The August 2015 New Residential Single Family Home Sales increased by 5.7%. Sales jumped up by 30,000 annualized units to 552,000 for the month. July was significantly revised upward from 507 thousand to 532 thousand sales. These are levels not seen since February 2008. For the year, new single family home sales are up 21.6% from the year ago 454,000 sales levels. The annual increase is equal to the ±18.7% margin of error. In this Census survey, amounts are annualized and represent what the yearly volume would be if just that month's rate were applied to the entire year. These figures are also seasonally adjusted. The monthly percentage changes are always in between error margins (this month ±16.2%) and sales figures are almost always revised.
The August 2015 average home sale price was $353,400. This is a 2.5% monthly increase. From a year ago the average price has changed by 0.5%. Overall it appears prices are really flat lining from a year ago and this should be no surprise since they are clearly not affordable for most people.
The median home price is $292,700 and had a 0.5% change from the previous month. From August 2014, the median new home sales price also has almost no change, 0.3%. Median means half of new homes were sold below this price and both the average and median sales price for single family homes are not seasonally adjusted.
Inventories: New homes available for sale is now 216,000 units, a 0.5% increase from last month. From a year ago inventories have increased 5.4% and this is outside the ±6.1% margin of error. The monthly change is also outside the ±2.0% error margin.
The graph below shows how long it would take to sell the new homes on the market at each month's sales rate. For June the time stands at a very low 4.7 months. This is a -4.1% monthly change with a whopping -13% annual drop. That is a very tight new homes sales market.
The median time a house was completed and on the market to the time it sold was 3.7 months. From a year ago that time period was 3.1 months. This implies the median time to move new properties is still reasonably stable.
Even after the housing bubble popped new home sales were in the 600 thousand range, so sales are really returning to decade old levels while the potential home buyer population has increased. The median price is way above 2006 levels.
A note on Census New Home Sales survey report: The variance in monthly housing sales statistics is so large, in part, due to the actual low volume overall, along with the fact this is a survey. One needs to look at least a quarter of time to get a real feel for new home sales, but a year of sales data is more in order. Additionally this report, due to it's huge margin of error, is almost always revised significantly the next month.

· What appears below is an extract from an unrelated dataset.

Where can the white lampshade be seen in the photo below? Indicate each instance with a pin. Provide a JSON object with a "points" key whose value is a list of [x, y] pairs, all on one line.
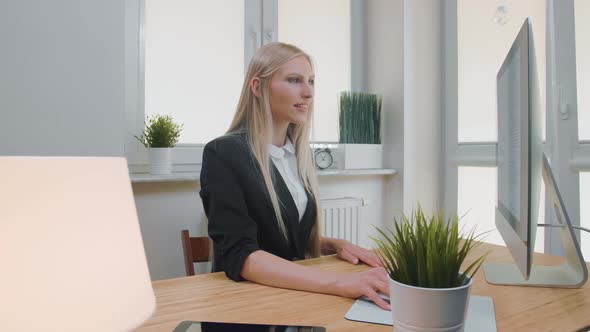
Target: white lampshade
{"points": [[71, 253]]}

Buyer beware on month to month comparisons and reacting to primarily figures and why we graph up the statistics so one can identify a real trend versus press headline buzz. The graphs show the trend much better than the monthly percentage changes.
The Census notes that the average revision is about 5% of the original reported. Here are our overviews of residential real estate statistics, only some graphs revised.
Frankly I couldn't get the Fed to update but they should be tomorrow.
some their graphs dont load with the current dataset showing; you have to jog the interactive bar on the bottom to the right to get it to appear...i've complained about that and a bunch of other issues several times without much being fixed, even after correspondence with the woman who supervises that operation...i wanted to embed some interactive FRED graphs, but if i did, i'd have to write an explanation on how to get the data to show up..what good is a graph if it doesn't show the current data when it's first loaded?
I don't use FRED that way, long story
I used a different calling method and please do not use their "embedded" code for it slows down the site and doesn't scale right.
they fixed the old (restored it) enough so I could still use it and thank god because that's thousands of graphs.